Dictionary of National Biography, 1885-1900/Rogers, Thomas (1660-1694)
ROGERS, THOMAS (1660–1694), divine, son of John and grandson of Thomas Rogers, successively rectors of Bishop's Hampton (now Hampton Lucy), Warwickshire, was born at Bishop's Hampton on 27 Dec. 1660, and educated at the free school there. He entered Trinity College, Oxford, matriculating, on 15 March 1675–6, under the tutorship of John Willis. He shortly afterwards transferred himself to Hart Hall, and graduated thence on 23 Oct. 1679, and M.A. on 5 July 1682 (Foster, Alumni Oxon.; Wood, Fasti, ii. 383; Athenæ Oxon. iv. 400). He took holy orders, and on Low Sunday 1688 performed in St. Mary's Church the part of repetitioner of the four Easter sermons; he was inducted in April 1690 to the small rectory of Slapton, near Towcester in Northamptonshire. He died of small-pox in the house of Mr. Wright, a schoolmaster, in Bunhill Fields, on 8 June 1694. He was buried in the church of St. Mary Overy, Southwark (Wood; Colvile, Warwickshire Worthies).

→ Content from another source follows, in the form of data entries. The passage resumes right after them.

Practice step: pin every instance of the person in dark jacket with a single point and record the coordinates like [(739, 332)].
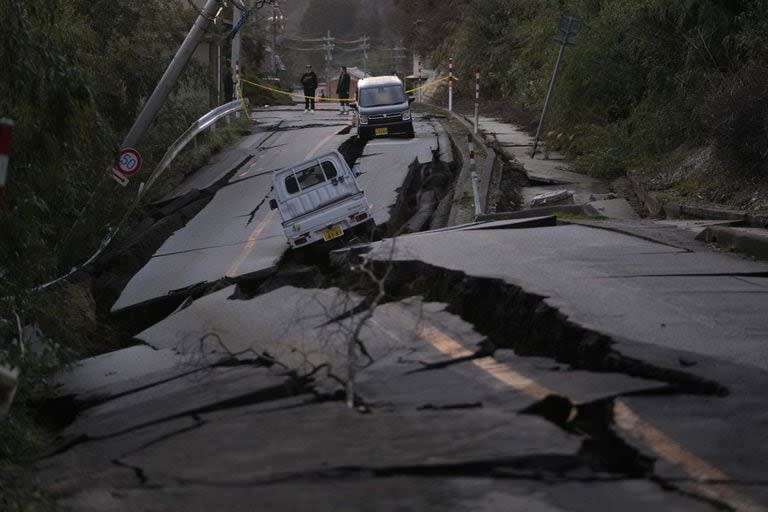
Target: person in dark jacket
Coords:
[(309, 82), (342, 90)]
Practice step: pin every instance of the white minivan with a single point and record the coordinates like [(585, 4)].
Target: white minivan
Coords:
[(382, 107), (319, 200)]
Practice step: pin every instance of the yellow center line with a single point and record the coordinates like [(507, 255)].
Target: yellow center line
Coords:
[(711, 481), (250, 245), (452, 348)]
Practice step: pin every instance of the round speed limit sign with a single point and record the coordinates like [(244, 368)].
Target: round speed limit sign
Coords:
[(129, 162)]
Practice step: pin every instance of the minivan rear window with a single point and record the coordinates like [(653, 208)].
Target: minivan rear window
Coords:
[(381, 95)]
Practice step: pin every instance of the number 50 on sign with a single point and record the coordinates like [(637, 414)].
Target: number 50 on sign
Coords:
[(129, 162)]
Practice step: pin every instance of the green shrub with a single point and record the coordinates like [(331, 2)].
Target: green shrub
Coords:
[(737, 112)]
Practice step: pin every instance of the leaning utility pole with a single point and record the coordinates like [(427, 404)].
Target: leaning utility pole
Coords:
[(274, 39), (168, 81), (328, 47), (235, 60), (569, 27), (365, 46)]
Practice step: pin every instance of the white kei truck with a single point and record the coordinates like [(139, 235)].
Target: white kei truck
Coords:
[(319, 200)]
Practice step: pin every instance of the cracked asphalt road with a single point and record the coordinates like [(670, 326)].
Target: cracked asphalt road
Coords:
[(525, 367)]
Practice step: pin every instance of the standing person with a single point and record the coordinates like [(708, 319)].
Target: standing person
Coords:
[(309, 81), (229, 85), (342, 90)]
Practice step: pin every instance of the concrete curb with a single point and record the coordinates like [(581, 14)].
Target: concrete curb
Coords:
[(672, 210), (752, 241), (486, 175), (572, 209)]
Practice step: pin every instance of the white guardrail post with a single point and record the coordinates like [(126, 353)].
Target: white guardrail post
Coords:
[(477, 99), (450, 85), (473, 175), (6, 130)]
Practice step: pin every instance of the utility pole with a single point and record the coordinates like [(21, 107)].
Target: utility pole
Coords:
[(328, 47), (398, 56), (275, 12), (365, 46), (235, 60), (569, 27), (171, 75)]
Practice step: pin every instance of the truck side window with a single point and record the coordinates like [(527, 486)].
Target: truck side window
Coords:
[(330, 170)]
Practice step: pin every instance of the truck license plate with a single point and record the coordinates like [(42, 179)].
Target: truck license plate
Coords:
[(334, 232)]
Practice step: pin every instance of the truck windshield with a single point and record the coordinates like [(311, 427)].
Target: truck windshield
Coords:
[(381, 95)]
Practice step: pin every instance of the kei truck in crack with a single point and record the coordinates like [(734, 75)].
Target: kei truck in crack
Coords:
[(319, 200)]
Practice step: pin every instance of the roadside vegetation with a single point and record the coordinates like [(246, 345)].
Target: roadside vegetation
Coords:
[(75, 74), (674, 88)]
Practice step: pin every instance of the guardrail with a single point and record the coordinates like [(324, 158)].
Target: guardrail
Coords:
[(193, 131), (174, 149)]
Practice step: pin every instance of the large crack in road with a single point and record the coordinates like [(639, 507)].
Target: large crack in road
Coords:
[(513, 324)]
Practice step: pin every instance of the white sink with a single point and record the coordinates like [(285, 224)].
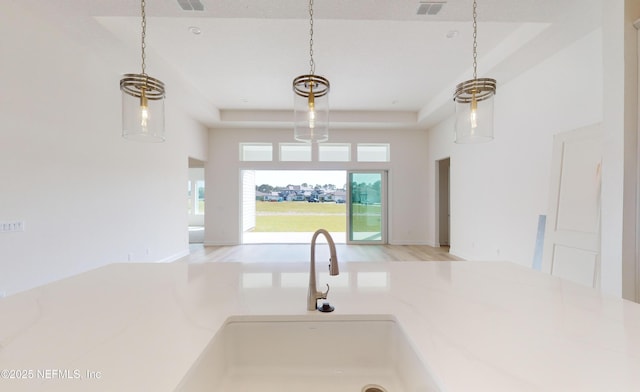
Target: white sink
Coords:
[(309, 353)]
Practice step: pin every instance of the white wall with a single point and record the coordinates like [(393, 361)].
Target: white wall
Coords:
[(498, 189), (407, 188), (87, 196)]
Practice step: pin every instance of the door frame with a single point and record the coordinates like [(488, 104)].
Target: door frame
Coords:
[(384, 174), (439, 205)]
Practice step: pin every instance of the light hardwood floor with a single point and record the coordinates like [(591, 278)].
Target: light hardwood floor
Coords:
[(255, 253)]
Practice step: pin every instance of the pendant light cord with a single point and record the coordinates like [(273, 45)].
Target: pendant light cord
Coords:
[(144, 34), (312, 64), (475, 40)]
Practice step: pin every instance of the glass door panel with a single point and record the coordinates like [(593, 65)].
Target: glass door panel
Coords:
[(367, 207)]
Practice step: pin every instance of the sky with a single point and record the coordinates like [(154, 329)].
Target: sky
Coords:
[(297, 177)]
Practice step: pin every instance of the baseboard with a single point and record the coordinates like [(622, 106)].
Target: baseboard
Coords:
[(454, 252), (418, 243), (207, 243), (174, 257)]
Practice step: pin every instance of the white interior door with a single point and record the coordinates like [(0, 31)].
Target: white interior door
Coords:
[(572, 240)]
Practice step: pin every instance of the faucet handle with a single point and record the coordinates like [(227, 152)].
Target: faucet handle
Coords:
[(324, 295)]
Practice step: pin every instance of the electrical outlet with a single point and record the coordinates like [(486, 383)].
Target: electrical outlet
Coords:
[(11, 226)]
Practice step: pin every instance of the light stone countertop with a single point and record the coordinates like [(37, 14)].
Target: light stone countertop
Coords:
[(479, 326)]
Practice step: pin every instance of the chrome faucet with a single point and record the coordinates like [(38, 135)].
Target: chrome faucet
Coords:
[(314, 295)]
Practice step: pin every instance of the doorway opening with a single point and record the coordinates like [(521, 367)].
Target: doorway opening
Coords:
[(196, 201), (443, 207), (287, 206)]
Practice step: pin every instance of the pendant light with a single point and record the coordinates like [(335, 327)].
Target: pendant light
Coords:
[(311, 100), (142, 101), (474, 101)]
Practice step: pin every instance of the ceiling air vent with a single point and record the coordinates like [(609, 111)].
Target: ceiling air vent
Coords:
[(191, 5), (429, 7)]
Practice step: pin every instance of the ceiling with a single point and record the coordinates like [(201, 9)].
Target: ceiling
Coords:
[(388, 66)]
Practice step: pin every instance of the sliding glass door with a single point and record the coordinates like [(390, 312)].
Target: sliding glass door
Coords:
[(367, 207)]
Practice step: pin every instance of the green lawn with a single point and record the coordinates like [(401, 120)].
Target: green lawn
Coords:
[(298, 216)]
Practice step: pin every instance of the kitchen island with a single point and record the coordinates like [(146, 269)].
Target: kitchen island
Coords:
[(477, 326)]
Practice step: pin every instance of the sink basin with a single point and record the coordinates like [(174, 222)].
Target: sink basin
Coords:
[(309, 353)]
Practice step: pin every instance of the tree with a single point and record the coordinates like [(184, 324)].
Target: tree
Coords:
[(266, 188)]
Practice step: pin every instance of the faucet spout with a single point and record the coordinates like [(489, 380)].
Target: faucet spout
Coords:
[(313, 294)]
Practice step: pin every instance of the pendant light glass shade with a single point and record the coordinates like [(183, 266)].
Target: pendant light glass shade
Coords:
[(311, 108), (311, 100), (142, 108), (142, 100), (474, 110), (474, 101)]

Rogers wrote: 1. ‘Lux Occidentalis, or Providence displayed in the Coronation of King William and Queen Mary and their happy Accession to the Crown of England, and other remarks,’ London, 1689, 4to (poem of twenty-eight pages under the running title of ‘The Phœnix and Peacock’). 2. ‘The Loyal and Impartial Satyrist, containing eight miscellany poems, viz. (1) “The Ghost of an English Jesuit,” &c.; (2) “Looking on Father Peter's Picture;” (3) “Eccebolius Britannicus, or a Memento to the Jacobites of the higher order,”’ London, 1693, 4to. 3. ‘A Poesy for Lovers, or the Terrestrial Venus unmask'd, in four poems, viz. (1) “The Tempest, or Enchanting Lady;” (2) “The Luscious Penance, or the Fasting Lady,”’ &c., London, 1693, 4to. 4. ‘The Conspiracy of Guts and Brains, or an Answer to the Twin Shams,’ &c., London, 1693. 5. ‘A True Protestant Bridle, or some Cursory Remarks upon a Sermon preached [by William Stephens, rector of Sutton in Surrey] before the Lord Mayor and Aldermen of London on 30 January 1693, in a Letter to Sir P. D.,’ London, 1694. 6. ‘The Commonwealths Man unmasqu'd, or a just Rebuke to the Author of the “Account of Denmark,” in two parts,’ London, 1694, 8vo; a wearisome and bigoted tirade against the advanced whig principles embodied in the book of Robert Molesworth, first viscount Molesworth [q. v.] There is a prefatory epistle addressed to William III.
[Wood's Athenæ Oxon. ed. Bliss, iv. 401, giving a list of minor pieces by Rogers which appear to be no longer extant; Colvile's Warwickshire Worthies; Bodleian Libr. Cat.; Rogers's Works in Brit. Mus. s.v. Rogers, Thomas and R. T.]